Domani, mercoledì 7 aprile, riaprono le scuole in presenza. Non tutte, però: dagli Asili alla Iª Media. In provincia di Cuneo erano chiuse da un mese, ovvero dall'8 marzo. Dalla IIª Meia al quinto anno delle Superiori si resta in DAD, didattica a distanza.
«Si torna alla didattica in presenza e confido che questo possa aiutare a ritrovare la regolarità di frequenza almeno ai bimbi ed ai ragazzi che ne saranno interessati - afferma l'assessore monregalese Luca Robaldo -, cioè quelli che frequentano gli asili, la scuola dell'infanzia, la scuola primaria ed il primo anno delle medie. C'è un cambio totale di prospettiva: a differenza del passato, il Governo assume con un decreto legge la decisione di riaprire la didattica in presenza - anche in zona rossa - ad alcuni ordini e gradi scolastici, oltre che ai servizi educativi per l'infanzia. Per quanto concerne, invece, gli ultimi due anni delle medie ed il ciclo superiore si potrà tornare al massimo al 75% in presenza quando verrà riconosciuta la zona arancione.
Sono decisioni, peraltro, che saranno inderogabili da parte delle Regioni. E questa è una vera novità. Voglio rivolgere un ringraziamento a tutto Il personale scolastico ed alle famiglie, confermando la volontà del Comune di Mondovì di essere loro vicino per affrontare le esigenze che si presenteranno, così come fatto finora».

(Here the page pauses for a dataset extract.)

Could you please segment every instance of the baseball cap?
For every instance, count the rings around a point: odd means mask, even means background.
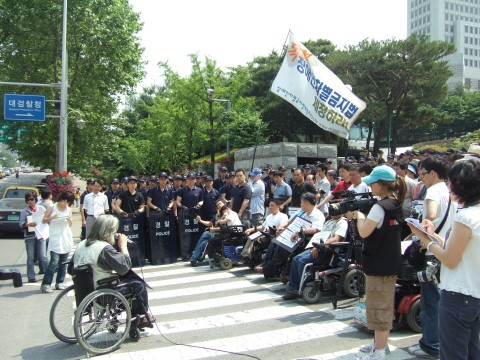
[[[127,178],[127,183],[129,183],[130,181],[135,181],[135,182],[137,182],[137,178],[136,178],[135,176],[131,175],[131,176],[129,176],[129,177]]]
[[[397,174],[395,173],[395,170],[389,166],[377,166],[373,169],[370,175],[362,178],[362,181],[367,185],[373,184],[379,180],[396,181]]]
[[[260,170],[259,168],[253,168],[252,171],[250,171],[249,176],[257,176],[257,175],[261,175],[262,173],[263,171]]]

«RIAPRITE ANCHE LE SUPERIORI!». Con un nuovo intervento via lettera (inviata a Draghi, Cirio, Icardi nonché ai ministri Dadone e Bianchi), il Comitato Priorità alla Scuola Piemonte torna a chiedere la riapertura anche degli anni successivi: «La prospettiva è chiaramente quella di lasciare i ragazzi più grandi ancora a casa, in solitudine perché più autonomi e senza l’esigenza di una sorveglianza come gli studenti più piccoli. Sono più grandi anagraficamente e quindi meno dispendiosi in termini di risorse e di cura, con genitori che non per forza necessitano di bonus baby-sitter o congedi parentali e quindi ancor più facili da “abbandonare” al loro destino. Molti dei nostri giovani non si lamentano, vivono passivamente la DaD o DDI, non se la sentono di urlare il loro disagio, di scendere in piazza. Non scendono nelle strade a protestare perché confusi, timorosi, non abituati a protestare, ma soffrono e il loro silenzio parla per loro. E così è ancor più facile per le istituzioni non occuparsi di loro. Tuttavia, parlano per loro i ricoveri in neuropsichiatria, l’aumento di atti autolesionistici, di depressioni, di disturbi alimentari, di allucinazioni e dispercezioni, di agitazione, disturbi del sonno. L’Ordine degli psicologi si è esposto più volte sottolineando le crescenti
problematiche. L’isolamento forzato, la maggiore possibilità di trascorrere molto tempo in rete fra serie TV, social, giochi online, non possono che aumentare i disagi, disagi non sempre facili da cogliere da parte delle famiglie e dei docenti se non in casi estremi. Parliamo noi genitori e insegnanti per loro, che ogni giorno li vediamo spegnersi sempre più demotivati e stanchi delle lezioni frontali, della richiesta di performance nozionistica, della corsa ai voti e dell’invasione di compiti e verifiche. Lo stato non può non occuparsi di loro, sono giovani in crescita, che giorno dopo giorno costruiscono la loro personalità e diventano adulti. Ci chiediamo: forse non essendo produttivi, non vengono considerati fra i settori essenziali e si possono quindi abbandonare? Le scuole sono chiuse da tempo, tuttavia, come apprendiamo ogni giorno dai media, non abbiamo riscontrato miglioramenti in termini di Rt. Semplicemente è stato ipotizzato che avendo per la loro età una maggior probabilità di contatti, avrebbero tutti contribuito all’incremento dei contagi. Indipendentemente dal loro comportamento. Da più di un anno la scuola è in Italia la prima a chiudere e l’ultima a riaprire e questo non è accettabile in un paese civile».